Getting Shorebird Data in Australia Using Global Biodiversity Data Portals via spocc R Package

Author details: Abhimanyu Raj Singh

Editor details: Xiang Zhao

Contact details: support@ecocommons.org.au

Copyright statement: This script is the product of the EcoCommons platform. Please refer to the EcoCommons website for more details: https://www.ecocommons.org.au/

Date: June 2025

🚀 Before You Start

  • Ensure you have a stable internet connection, as species data is fetched live from biodiversity data portals using spocc R package.
  • This notebook may take a few minutes when downloading large datasets or installing missing packages.
  • Recommended to run in RStudio or Posit Workbench/VS Code with Quarto installed for best experience.

Introduction

This notebook was developed by the EcoCommons team to support researchers and conservationists in gathering shorebird distribution data using open data sources. It demonstrates how to query, clean, visualise, and save species occurrence data using the spocc R package [@spocc] (Chamberlain et al., 2024), in R.

spocc – Species Occurrence Data Aggregator

The spocc package provides a unified interface to search and retrieve species occurrence data from multiple biodiversity data sources into a single workflow. It streamlines data acquisition for ecological modelling and biodiversity analysis by handling different APIs in one place.

We will introduce three of the most popular and largest biodiversity data portals that provide users with the ability to download their data via their platforms or several R packages.

GBIF – Global Biodiversity Information Facility An international network providing open access to data on all types of life on Earth, supporting global biodiversity research and conservation.

iNaturalist – Citizen Science Biodiversity Network A community-driven platform where people record and share species observations, contributing to real-time biodiversity mapping across the globe.

OBIS – Ocean Biodiversity Information System The world’s largest marine biodiversity database, offering access to global data on the distribution of marine life for science, policy, and conservation.

We focus on three key migratory shorebird species, each represented by a distinct colour for clarity in visualisations:

  • Bar-tailed Godwit (Limosa lapponica) — Green #509E2F
  • Red-necked Stint (Calidris ruficollis) — Blue #2F6C99
  • Curlew Sandpiper (Calidris ferruginea) — Orange #F39200

Each year, Australia welcomes millions of migratory species—from delicate shorebirds to majestic seabirds—journeying thousands of kilometres along flyways like the East Asian–Australasian Flyway.

Species such as the Bar-tailed Godwit, Red-necked Stint, and Curlew Sandpiper arrive from as far as Siberia and Alaska, using Australia’s rich wetlands as critical stopovers and overwintering sites.
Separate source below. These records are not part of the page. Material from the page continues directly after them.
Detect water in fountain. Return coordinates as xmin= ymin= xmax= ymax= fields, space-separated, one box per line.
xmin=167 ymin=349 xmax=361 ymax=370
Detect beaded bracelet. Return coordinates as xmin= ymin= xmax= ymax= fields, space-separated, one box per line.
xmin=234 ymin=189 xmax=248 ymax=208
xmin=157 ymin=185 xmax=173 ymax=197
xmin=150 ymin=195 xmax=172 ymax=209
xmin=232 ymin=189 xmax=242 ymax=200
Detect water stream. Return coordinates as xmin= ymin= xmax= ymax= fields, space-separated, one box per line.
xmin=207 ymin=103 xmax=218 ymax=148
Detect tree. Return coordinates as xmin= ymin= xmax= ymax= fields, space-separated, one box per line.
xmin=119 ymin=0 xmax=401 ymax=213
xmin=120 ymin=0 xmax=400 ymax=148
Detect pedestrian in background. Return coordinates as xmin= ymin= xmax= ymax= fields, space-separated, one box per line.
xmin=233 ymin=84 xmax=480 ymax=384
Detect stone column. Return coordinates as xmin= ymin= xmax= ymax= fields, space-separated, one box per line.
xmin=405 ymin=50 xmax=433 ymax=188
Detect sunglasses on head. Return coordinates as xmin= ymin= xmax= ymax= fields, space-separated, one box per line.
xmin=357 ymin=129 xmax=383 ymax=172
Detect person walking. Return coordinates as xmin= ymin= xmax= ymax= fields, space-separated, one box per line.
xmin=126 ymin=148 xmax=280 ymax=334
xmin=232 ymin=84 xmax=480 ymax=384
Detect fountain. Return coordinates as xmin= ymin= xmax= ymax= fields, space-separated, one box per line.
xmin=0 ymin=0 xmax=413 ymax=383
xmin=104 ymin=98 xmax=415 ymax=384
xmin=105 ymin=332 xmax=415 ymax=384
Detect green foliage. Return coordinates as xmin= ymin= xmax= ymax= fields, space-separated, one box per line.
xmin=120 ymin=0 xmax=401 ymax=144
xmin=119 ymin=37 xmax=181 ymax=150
These incredible travellers embody the resilience of nature and highlight the importance of conserving international migratory routes and coastal habitats.

Objectives:

Step Description
1. Set the Working Directory Prepare the environment and load necessary R packages.
2. Get Data Retrieve occurrence data for target shorebird species from GBIF, iNaturalist, and OBIS. Merge all sources together.
3. Data Cleaning and Filtering Clean the data, remove invalid points, and restrict to Australia’s boundary.
4. Data Visualisation Visualize cleaned occurrences interactively using Leaflet maps with species-specific colours assigned explicitly to each species.
5. Save Data Save the final datasets as CSV and Shapefile inside the data/ folder.

In the near future, this material may form part of comprehensive support materials available to EcoCommons users. If you have any corrections or suggestions to improve the efficiency, please contact the EcoCommons team.

Step 1: Set the working directory

Set the working directory and prepare the environment. Install necessary packages if missing and load them.

workspace <- getwd()
options(repr.plot.width = 16, repr.plot.height = 8)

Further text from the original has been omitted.